Un nome singolare(*), che identifica un’intera famiglia, un aspetto bizzarro, lunghi rami lisci e sottili, foglie allungate e frastagliate, fiori microscopici, la scrofularia è una pianta tutto sommato abbastanza comune. Fra le sue parenti, le scrophulariaceae, figurano alcune personalità illustri del popolo dei fiori, come la bocca di leone (vedi 26 settembre 2009) e la digitale. Lei, invece, la titolare, passa per lo più quasi inosservata e ignota ai profani, che pure dovranno averla scontrata più di una volta nei boschetti di tutt’Italia, isole comprese. Qui l’abbiamo incontrata mentre eravamo ancora nel bosco dei caprifogli, prima di arrivare alla radura sul crinale.

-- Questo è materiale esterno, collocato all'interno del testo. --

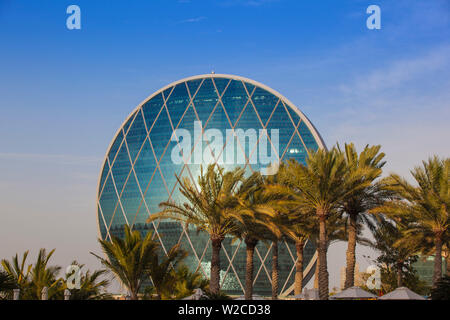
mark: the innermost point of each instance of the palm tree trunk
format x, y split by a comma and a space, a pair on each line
214, 283
399, 274
316, 275
323, 272
447, 262
437, 273
275, 270
133, 295
250, 249
299, 268
351, 249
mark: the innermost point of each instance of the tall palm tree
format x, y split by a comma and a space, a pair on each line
427, 204
355, 207
18, 270
322, 184
301, 229
208, 208
162, 271
92, 287
7, 284
396, 257
33, 278
129, 258
187, 281
42, 275
253, 213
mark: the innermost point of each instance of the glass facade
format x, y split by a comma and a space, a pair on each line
139, 171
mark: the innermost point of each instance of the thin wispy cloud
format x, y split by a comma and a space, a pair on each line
63, 159
246, 3
193, 20
400, 72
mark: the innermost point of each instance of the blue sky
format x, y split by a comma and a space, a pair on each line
64, 93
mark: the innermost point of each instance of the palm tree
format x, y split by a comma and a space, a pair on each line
322, 185
208, 208
7, 284
129, 258
18, 270
355, 208
427, 204
187, 281
162, 273
252, 214
42, 275
92, 287
33, 278
393, 256
301, 229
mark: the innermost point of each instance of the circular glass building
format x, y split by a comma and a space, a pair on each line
214, 118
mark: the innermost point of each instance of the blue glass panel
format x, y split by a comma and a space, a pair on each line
193, 86
234, 100
131, 198
108, 200
145, 165
177, 103
168, 168
103, 176
265, 103
295, 150
280, 120
170, 233
118, 223
295, 117
129, 122
221, 84
307, 137
136, 135
156, 193
205, 100
161, 133
250, 125
121, 168
167, 93
250, 87
116, 145
151, 109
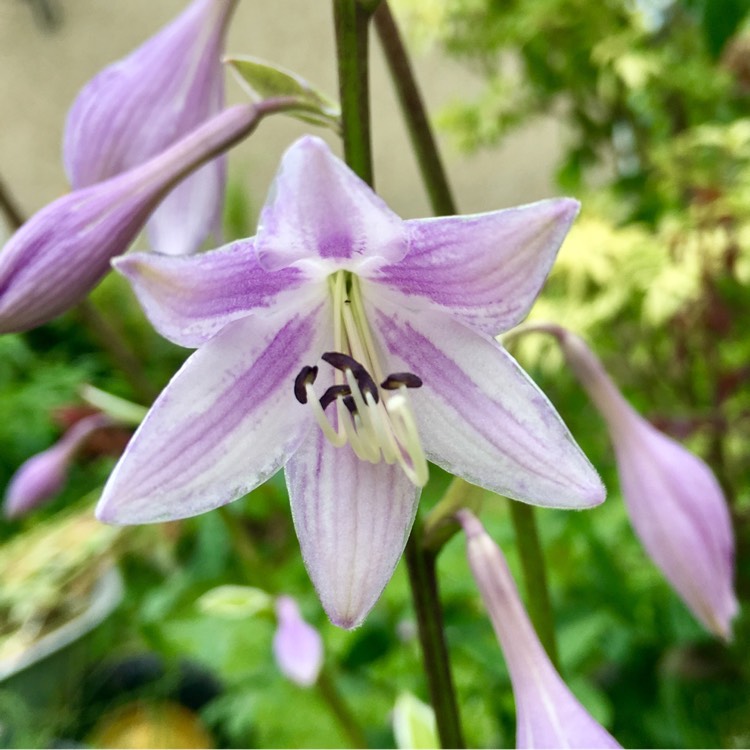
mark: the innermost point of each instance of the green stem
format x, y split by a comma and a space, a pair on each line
352, 21
340, 710
415, 113
421, 564
535, 576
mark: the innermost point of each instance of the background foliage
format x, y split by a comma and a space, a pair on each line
655, 274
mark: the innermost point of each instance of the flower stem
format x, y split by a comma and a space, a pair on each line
421, 564
535, 576
352, 20
415, 113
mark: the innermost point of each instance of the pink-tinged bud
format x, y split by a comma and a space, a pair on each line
673, 499
64, 250
43, 476
548, 715
139, 106
297, 645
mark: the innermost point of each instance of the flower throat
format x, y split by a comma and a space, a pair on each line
372, 410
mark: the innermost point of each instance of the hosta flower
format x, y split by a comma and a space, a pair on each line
139, 106
548, 715
349, 346
43, 476
63, 251
297, 645
674, 501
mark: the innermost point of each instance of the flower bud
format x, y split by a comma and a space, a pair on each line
673, 499
64, 250
547, 713
297, 645
172, 83
43, 476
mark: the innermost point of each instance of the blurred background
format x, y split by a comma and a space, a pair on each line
642, 111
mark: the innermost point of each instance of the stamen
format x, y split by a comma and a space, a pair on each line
344, 362
395, 380
306, 377
332, 394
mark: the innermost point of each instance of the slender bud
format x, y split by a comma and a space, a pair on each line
547, 713
297, 645
171, 84
674, 502
64, 250
42, 477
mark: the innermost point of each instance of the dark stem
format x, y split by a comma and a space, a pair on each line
351, 20
330, 694
421, 564
415, 113
535, 576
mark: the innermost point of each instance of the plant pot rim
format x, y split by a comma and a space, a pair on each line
105, 596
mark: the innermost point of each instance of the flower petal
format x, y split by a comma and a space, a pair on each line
484, 270
227, 421
352, 519
189, 299
319, 209
548, 715
479, 415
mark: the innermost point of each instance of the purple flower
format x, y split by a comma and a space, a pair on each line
43, 476
674, 501
548, 715
141, 105
297, 645
63, 251
349, 346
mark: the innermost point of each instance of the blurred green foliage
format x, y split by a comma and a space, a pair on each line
654, 97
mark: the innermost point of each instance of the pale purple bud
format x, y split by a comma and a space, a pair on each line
42, 477
673, 499
297, 645
547, 713
139, 106
63, 251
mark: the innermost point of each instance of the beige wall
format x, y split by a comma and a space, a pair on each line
40, 73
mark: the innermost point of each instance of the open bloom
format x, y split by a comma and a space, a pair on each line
349, 346
63, 251
43, 476
297, 645
674, 501
548, 715
171, 84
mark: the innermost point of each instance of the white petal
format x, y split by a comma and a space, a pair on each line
479, 415
352, 520
227, 421
485, 270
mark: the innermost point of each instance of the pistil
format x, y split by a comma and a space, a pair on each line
376, 421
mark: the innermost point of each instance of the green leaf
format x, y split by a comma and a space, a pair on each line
264, 81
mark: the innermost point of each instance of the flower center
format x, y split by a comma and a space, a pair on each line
375, 419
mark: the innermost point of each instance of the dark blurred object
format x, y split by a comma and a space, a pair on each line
47, 13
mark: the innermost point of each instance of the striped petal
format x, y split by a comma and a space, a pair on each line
479, 415
172, 83
189, 299
485, 270
320, 210
227, 421
352, 519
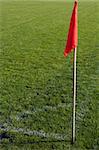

La forma dei fiori è (come era da aspettarsi visto le sue parenti che citavo poco sopra) alquanto elaborata, una specie di tubo con apertura a bocca da cui pendono i filamenti degli stami. I petali, che sarebbero cinque, sono saldati insieme, i tre superiori rovesciati verso l’altro e gli altri due ripiegati verso il basso. Ma bisogna guardarli molto bene, magari con una lente di ingrandimento, perchè sono davvero lillipuziani. Qui accanto, eccone uno, appoggiato sopra il palmo della mano di Luca, troppo piccolo perchè il mio obiettivo, ahimè non macro nè micro possa averne piena ragione della forma.
(*) – Trovo su actaplantarum che deriva dal termine latino medioevale “scrofulae” (scrofola), in quanto si credeva che la pianta fosse efficace contro la scrofolosi (forma di tubercolosi delle linfoghiandole superficiali a decorso benigno).